Many Italians – starting, obviously, with cross-border workers – dream of a Ticino salary and for this reason they are or would be willing to cross the border every day. But it’s really true that the perspective with which you look at your neighbor’s garden makes the grass more or less green. Furthermore, on the topic of topics, i.e. that of salaries in francs in the Confederation, this is stated by a study by the Cantonal Statistics Office cited by RSI, which highlights the growth of the salary gap between the Canton of Ticino and the rest of Switzerland, even without consider cross-border workers.

The general difference between salaries in Ticino and those in the rest of Switzerland, in fact, is growing and stands at -23.9% of gross monthly salaries. But in the analysis he also states that, excluding cross-border workers from this count, the salary levels of residents remain a good 14% lower and the gap compared to the rest of Switzerland grows. In other words: the myth that only cross-border commuters, often recipients of lower salaries than the Ticino average but still lavish compared to ‘poor Italy’, collapses the paychecks in the canton, even if in some way an underlying general line can be stated. That is, the fact that in Ticino, absolutely, the possibility for decades of benefiting from an abundance of low-cost labor with lower wages than residents has influenced the entire cantonal productive fabric in a structurally downwards manner. In short, the phenomenon would now be rooted in the ‘economic machine’ of the Canton, even beyond the role of cross-border workers, although certainly not erasable.
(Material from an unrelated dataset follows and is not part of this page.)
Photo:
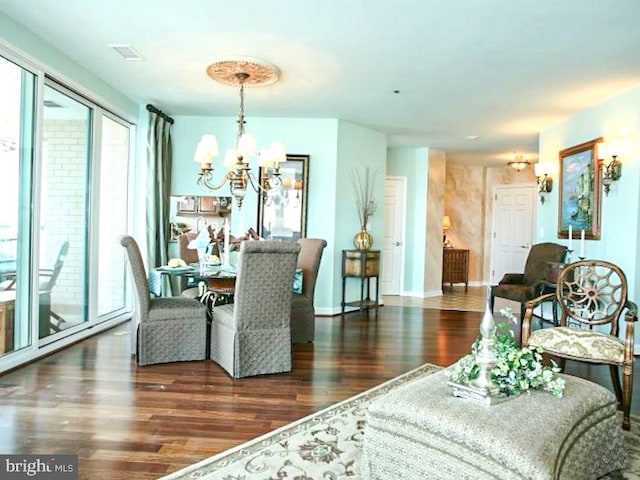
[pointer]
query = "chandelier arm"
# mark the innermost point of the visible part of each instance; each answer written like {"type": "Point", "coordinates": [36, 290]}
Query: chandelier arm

It should also be noted that the study compares wages of homogeneous economic structures between cantons, rather than regions. This is to overcome the obvious disadvantage that Ticino would have in a regional comparison. It thus emerges that the particular economic structure of Ticino does not have as important a role as previously thought. As Maurizio Bigotta, head of the Economy sector for the cantonal statistics office, explains: “The gap, despite the different economic structure and the presence of different workers, does not change that much. Overall, it goes from 23% to 20%, so it drops a bit but not as significantly as one would have expected.”